Wednesday, April 20, 2016

Thoughts on a stormy post-bike night

I dislike running, it hurts my knees these days. Swimming isn't really my thing and there aren't many pools accessible to me. Using the cardio machines at the gym gets really really boring even with an iPad and a subscription to Amazon Video. Bicycling, I actually kind of like. Yeah its painful and difficult and requires just as much motivation to get out the door as anything else but it is low impact and not that bad once you get into a rhythm.

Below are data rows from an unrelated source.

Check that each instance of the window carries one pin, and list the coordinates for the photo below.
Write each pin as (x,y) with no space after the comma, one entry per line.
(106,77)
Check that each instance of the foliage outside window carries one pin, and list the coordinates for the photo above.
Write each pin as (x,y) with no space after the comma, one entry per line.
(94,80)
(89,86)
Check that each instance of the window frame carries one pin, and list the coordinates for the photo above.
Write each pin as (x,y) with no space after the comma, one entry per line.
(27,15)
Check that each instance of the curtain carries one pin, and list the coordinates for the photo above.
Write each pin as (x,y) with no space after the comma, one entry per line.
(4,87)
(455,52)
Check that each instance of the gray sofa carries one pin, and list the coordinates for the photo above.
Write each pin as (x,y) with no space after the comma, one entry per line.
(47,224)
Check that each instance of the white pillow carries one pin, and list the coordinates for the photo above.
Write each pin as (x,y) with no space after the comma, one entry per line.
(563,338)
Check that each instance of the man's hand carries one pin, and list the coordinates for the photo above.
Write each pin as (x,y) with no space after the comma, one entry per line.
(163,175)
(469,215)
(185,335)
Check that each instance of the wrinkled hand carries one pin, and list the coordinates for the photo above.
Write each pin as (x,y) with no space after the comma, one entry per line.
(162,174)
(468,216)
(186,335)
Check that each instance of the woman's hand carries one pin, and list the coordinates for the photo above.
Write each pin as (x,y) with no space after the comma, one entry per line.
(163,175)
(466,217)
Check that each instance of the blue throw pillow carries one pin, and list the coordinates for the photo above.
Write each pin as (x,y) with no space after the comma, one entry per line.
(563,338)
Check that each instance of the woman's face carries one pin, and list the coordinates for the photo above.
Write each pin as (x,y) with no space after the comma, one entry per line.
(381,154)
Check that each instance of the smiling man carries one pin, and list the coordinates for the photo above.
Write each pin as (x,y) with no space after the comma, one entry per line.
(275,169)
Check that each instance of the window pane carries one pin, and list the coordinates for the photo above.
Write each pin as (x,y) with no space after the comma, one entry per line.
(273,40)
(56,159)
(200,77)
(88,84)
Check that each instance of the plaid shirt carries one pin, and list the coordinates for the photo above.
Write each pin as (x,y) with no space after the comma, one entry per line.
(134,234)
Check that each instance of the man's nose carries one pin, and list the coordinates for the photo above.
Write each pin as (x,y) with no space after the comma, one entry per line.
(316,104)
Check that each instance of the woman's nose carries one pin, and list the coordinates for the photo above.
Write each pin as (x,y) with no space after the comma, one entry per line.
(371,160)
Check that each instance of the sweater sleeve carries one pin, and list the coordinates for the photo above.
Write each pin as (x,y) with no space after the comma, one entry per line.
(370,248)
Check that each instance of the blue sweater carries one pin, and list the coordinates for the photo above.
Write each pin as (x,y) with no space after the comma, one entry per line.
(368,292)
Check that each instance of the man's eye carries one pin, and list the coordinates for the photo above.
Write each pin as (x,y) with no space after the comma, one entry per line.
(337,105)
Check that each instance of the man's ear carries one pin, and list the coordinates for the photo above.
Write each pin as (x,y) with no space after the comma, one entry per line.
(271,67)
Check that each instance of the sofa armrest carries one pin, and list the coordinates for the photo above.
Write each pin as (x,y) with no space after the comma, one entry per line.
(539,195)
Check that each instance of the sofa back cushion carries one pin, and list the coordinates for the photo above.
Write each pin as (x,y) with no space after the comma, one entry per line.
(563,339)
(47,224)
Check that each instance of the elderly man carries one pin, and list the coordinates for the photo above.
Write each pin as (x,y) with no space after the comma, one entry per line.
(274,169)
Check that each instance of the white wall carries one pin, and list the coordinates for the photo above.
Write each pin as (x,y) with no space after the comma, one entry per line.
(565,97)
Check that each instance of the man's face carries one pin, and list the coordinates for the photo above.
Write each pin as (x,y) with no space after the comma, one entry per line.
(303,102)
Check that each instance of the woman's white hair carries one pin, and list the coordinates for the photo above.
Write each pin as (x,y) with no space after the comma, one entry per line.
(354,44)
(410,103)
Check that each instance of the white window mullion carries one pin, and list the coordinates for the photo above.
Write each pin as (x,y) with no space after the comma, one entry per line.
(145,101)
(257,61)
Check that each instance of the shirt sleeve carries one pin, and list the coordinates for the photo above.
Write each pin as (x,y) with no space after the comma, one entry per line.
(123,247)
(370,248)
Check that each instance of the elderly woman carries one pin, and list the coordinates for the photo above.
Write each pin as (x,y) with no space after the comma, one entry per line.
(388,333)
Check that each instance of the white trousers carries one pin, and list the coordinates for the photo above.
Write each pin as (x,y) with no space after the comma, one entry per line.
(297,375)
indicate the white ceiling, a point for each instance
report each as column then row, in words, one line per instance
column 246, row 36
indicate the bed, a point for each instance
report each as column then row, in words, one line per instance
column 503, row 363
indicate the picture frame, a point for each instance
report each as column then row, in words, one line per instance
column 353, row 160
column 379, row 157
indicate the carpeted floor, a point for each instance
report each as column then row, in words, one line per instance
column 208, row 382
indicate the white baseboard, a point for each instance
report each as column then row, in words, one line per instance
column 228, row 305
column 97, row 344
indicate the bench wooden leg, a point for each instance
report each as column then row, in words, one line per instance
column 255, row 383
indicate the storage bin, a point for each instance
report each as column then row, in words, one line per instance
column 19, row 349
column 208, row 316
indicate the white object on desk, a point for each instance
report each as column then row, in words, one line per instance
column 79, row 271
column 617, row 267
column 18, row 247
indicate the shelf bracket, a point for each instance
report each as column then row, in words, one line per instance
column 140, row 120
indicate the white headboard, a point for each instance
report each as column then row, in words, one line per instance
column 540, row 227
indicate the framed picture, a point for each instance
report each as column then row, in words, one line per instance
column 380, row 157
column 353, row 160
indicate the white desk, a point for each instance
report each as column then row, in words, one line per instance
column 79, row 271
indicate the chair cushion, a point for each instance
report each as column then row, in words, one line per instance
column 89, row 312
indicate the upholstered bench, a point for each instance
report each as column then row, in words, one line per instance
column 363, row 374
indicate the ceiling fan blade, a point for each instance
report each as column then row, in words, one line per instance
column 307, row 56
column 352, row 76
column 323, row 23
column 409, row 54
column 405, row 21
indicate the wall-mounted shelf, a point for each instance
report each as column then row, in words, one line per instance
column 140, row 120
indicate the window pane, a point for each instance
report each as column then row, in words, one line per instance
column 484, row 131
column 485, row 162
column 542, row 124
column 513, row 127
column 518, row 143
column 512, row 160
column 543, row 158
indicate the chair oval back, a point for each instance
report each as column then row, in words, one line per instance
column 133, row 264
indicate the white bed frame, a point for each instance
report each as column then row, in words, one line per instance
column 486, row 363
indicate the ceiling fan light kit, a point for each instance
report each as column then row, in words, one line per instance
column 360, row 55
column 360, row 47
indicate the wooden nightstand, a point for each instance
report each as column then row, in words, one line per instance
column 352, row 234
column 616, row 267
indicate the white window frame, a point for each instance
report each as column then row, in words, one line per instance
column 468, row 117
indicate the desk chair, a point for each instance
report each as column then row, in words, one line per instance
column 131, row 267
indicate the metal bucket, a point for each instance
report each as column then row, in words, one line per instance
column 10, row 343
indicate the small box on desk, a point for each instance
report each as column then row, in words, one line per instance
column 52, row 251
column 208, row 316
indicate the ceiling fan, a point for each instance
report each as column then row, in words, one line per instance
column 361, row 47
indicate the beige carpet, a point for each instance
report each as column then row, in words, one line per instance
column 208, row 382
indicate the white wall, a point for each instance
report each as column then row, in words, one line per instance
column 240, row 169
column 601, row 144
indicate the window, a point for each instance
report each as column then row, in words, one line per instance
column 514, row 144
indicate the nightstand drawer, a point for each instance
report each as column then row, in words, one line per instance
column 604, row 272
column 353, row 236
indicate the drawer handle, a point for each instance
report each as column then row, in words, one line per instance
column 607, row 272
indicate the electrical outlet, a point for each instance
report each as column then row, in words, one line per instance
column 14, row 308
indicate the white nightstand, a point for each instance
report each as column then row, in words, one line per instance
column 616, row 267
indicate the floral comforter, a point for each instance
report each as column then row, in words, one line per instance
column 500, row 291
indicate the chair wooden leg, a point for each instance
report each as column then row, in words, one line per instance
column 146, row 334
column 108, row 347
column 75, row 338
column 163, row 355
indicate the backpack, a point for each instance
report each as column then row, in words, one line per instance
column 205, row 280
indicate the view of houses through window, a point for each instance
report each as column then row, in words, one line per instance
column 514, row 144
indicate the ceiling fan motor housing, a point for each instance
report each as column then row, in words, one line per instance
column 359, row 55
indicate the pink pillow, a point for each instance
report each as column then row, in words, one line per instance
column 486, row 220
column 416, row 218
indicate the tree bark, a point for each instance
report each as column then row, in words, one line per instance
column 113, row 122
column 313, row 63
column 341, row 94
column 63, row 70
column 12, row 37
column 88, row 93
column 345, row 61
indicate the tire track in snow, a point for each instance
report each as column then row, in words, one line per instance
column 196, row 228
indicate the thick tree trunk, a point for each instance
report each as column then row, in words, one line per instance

In a perfect universe we wouldn't have to do any kind of exercise , our bodies would just look and perform perfectly all the time for whatever we wanted. In the real world though we have to counteract the effects of office jobs, work off stress, drop winter weight, and maintain muscle groups for whatever activities we enjoy. I find that bicycling does a pretty good job of keeping my body in shape for riding a sport bike.

Just like with motorcycling I ride a sport oriented bicycle. It works all the muscles in my legs, my lower back, and core from being hunched over the bars. It also keeps me in touch with the very real fact that everyone else on the road is out to kill me.

This week has been very tough for me. There are a lot of stressors at work and in life. I have great things to look forward to this year but my mind is the disquiet type that will agonize over the bad things constantly until I pull it out of the ditch manually. At work I can't physically check out when I start getting into a chase-my-tail mental downturn.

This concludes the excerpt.